Geniebug’s Tips for Success Researching
Starting any new project has it's difficult moments. Also, if you have been doing genealogy for a while, you might have overlooked an important fact that will solve a dead end.
I was interviewed for the only professional genealogist magazine in world. It's out of Boston so I thought it was great to get a Montana person included. They do eight profiles a year. It was published in the Association of Professional Genealogists Quarterly March 2014.
Hello my name Sylvia Murray and I would like to tell you a little about myself. First I am a Accredited Genealogist Emeritus. I belong to the following organizations; Association of Professional Genealogists, National Genealogical Society, ICAPGen, Sons of Norway, New England Historic Genealogical Society, Fort Assiniboine Genealogy Society, American-French Genealogical Society, and a Godfrey Scholar.

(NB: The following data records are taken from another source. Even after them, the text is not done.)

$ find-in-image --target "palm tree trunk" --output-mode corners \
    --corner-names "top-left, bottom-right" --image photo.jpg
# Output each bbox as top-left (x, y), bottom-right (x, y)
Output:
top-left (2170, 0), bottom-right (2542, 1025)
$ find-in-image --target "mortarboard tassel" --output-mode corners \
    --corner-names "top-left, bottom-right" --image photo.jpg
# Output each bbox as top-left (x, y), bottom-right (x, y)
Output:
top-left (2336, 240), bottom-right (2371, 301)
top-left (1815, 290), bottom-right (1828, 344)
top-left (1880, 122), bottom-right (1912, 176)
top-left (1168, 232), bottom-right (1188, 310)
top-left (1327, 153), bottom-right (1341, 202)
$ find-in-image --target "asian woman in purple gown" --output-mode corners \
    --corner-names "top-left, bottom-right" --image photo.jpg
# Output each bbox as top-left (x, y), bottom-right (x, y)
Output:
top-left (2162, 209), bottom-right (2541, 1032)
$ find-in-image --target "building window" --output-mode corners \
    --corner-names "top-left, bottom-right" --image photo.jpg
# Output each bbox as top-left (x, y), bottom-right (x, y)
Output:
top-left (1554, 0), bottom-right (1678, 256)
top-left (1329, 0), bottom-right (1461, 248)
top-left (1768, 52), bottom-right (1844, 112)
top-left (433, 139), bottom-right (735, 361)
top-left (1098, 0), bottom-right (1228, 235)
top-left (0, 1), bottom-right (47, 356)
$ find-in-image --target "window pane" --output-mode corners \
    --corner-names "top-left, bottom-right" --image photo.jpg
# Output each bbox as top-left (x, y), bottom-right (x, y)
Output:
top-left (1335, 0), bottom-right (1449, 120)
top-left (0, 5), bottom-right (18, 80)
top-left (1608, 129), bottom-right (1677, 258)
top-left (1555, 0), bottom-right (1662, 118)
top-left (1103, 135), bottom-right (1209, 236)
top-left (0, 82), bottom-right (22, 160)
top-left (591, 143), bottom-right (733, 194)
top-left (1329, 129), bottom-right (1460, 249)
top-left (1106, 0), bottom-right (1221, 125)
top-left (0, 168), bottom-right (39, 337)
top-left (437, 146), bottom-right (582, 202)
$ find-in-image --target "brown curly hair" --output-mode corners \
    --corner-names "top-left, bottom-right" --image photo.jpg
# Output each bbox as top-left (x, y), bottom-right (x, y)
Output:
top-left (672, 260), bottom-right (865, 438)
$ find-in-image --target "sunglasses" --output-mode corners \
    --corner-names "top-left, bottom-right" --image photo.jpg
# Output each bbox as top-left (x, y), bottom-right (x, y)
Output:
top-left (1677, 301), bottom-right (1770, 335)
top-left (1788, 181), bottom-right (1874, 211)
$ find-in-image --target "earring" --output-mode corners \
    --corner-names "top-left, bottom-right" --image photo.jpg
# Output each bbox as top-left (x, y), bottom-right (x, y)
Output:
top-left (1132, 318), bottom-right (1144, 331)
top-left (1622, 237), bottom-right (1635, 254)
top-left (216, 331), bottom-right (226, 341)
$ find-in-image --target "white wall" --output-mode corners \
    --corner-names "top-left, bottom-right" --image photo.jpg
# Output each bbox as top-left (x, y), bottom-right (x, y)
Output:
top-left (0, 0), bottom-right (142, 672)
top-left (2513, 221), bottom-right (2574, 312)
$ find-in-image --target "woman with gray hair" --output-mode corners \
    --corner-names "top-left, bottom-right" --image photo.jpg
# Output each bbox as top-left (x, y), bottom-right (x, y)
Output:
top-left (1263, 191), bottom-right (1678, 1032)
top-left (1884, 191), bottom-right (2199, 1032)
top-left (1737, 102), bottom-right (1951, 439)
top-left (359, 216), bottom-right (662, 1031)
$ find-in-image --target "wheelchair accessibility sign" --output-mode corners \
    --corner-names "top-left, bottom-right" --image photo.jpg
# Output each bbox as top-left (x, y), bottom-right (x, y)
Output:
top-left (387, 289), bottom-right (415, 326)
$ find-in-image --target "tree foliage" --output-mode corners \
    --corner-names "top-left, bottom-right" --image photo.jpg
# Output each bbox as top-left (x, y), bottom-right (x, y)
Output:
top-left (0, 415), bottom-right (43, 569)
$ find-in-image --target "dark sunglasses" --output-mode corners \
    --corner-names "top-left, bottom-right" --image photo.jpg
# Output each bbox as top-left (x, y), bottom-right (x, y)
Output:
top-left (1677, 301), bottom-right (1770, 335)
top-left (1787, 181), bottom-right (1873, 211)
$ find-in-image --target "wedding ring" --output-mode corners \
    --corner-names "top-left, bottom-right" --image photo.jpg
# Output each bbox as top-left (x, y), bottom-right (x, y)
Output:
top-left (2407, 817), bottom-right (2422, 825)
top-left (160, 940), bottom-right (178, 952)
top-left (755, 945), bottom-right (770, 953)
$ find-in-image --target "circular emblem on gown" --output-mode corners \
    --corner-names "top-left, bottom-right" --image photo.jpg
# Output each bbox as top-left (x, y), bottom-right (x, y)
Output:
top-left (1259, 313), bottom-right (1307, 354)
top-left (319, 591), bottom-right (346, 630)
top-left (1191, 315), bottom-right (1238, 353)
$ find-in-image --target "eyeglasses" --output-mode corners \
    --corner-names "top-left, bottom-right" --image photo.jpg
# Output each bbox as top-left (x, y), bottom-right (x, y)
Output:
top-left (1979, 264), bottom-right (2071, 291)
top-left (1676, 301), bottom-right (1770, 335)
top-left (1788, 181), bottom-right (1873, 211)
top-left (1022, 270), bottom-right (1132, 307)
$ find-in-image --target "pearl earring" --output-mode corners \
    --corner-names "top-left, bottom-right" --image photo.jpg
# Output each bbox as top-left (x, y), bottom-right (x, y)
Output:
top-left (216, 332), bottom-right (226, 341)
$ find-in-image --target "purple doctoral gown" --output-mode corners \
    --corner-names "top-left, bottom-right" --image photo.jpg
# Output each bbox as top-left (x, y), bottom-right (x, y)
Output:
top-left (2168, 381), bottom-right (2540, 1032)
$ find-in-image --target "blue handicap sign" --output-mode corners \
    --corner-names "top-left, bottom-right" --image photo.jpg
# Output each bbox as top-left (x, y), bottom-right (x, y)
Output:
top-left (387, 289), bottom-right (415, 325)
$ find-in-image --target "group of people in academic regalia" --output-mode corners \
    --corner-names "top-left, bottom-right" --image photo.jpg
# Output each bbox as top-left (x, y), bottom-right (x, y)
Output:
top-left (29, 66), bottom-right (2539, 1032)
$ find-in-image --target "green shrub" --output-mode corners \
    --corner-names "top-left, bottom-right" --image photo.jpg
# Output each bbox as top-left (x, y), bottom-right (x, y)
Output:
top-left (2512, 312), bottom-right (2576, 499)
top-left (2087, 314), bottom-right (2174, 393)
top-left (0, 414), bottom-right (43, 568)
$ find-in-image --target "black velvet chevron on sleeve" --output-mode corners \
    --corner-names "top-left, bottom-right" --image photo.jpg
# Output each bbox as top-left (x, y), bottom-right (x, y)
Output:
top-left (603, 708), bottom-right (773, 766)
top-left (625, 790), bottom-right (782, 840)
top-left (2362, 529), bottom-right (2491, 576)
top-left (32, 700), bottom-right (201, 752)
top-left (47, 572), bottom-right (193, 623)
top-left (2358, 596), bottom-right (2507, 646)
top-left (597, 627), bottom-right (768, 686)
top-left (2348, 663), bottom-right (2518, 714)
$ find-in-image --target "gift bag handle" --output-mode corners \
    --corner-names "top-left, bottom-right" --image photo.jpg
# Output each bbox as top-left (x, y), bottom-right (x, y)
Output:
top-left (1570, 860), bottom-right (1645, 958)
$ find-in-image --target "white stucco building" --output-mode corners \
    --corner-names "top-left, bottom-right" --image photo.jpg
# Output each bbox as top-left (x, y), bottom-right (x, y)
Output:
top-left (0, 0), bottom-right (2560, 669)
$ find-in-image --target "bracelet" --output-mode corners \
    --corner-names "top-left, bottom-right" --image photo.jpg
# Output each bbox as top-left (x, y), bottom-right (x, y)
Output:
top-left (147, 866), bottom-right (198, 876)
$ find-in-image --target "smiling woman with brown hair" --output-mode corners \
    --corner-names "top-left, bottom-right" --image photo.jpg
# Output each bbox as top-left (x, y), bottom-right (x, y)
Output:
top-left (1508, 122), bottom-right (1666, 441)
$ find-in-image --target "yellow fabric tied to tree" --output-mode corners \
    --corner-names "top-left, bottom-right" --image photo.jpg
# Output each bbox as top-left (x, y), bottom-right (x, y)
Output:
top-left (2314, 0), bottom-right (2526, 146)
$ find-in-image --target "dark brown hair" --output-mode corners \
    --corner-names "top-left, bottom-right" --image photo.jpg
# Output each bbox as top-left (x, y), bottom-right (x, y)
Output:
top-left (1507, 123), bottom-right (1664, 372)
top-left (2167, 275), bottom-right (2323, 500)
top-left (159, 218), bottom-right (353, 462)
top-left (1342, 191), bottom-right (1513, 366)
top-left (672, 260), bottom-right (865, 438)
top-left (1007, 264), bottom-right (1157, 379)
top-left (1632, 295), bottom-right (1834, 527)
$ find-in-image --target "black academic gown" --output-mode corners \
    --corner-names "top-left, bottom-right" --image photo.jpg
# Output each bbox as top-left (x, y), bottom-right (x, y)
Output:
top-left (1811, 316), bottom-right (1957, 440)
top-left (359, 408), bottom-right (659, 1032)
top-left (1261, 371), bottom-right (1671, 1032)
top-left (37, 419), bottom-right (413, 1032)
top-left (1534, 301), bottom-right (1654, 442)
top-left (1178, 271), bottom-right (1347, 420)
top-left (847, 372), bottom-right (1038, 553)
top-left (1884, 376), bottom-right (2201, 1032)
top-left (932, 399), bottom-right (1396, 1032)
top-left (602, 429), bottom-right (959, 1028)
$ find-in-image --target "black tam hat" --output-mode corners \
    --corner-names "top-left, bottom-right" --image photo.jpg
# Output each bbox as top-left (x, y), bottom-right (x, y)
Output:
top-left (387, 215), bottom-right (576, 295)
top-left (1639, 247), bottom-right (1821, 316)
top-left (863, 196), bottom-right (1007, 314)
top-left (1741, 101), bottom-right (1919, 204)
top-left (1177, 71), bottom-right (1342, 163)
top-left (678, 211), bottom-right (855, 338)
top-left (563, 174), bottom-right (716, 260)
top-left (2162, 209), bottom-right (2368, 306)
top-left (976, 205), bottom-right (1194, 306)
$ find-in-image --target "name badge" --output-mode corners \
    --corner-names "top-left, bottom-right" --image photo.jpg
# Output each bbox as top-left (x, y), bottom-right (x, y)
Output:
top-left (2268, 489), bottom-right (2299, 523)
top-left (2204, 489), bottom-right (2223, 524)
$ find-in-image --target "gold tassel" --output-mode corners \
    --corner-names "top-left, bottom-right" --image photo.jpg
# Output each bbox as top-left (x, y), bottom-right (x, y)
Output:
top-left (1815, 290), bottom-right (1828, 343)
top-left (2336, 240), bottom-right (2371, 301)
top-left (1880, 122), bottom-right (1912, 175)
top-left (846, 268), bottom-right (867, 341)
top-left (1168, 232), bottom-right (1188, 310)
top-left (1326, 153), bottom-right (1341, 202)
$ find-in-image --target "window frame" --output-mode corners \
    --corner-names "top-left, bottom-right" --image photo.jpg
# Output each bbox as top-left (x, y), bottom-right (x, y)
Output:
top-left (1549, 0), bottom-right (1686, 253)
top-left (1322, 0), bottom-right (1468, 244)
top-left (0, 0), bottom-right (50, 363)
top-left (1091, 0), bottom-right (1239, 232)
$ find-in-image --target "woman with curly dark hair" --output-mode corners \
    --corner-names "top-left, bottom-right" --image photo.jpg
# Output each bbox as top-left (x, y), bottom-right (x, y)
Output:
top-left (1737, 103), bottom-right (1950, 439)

I have performed research for 47 years and taught Genealogy college level for 39 years. As a lecturer at seminars and work shops, I have presented topics ranging from Colonization by Railroad to Women of the West, Homesteaders, School Marms, and Soiled Doves to beginners classes on techniques and record location to using the internet to further your family lines. My lectures were often on subjects requested by the local society or group.
I enjoy motivating and solving dead ends for individuals. I am a Director/Consultant (now called Family History and Temple Consultant) and trainer for Family History Centers since 1983. I have worked as genealogy book seller and presenter for AGLL in Texas and Oklahoma. I have written a column for genealogy societies called “Searching With Sylvia” and authored “Researching With The Geniebug”.
I am constantly expanding and updating my research and knowledge skills in the genealogy field by attending classes and seminars, and by studying publications, and newsletters.
Whenever possible I like to document families lives by taking pictures of the farm, house, church, cemetery, and other items connected to the individual’s family tree.
My love of the past comes from growing on a farm with my grandparents. Their stories of immigration and heritage will always inspire me to help others find their families.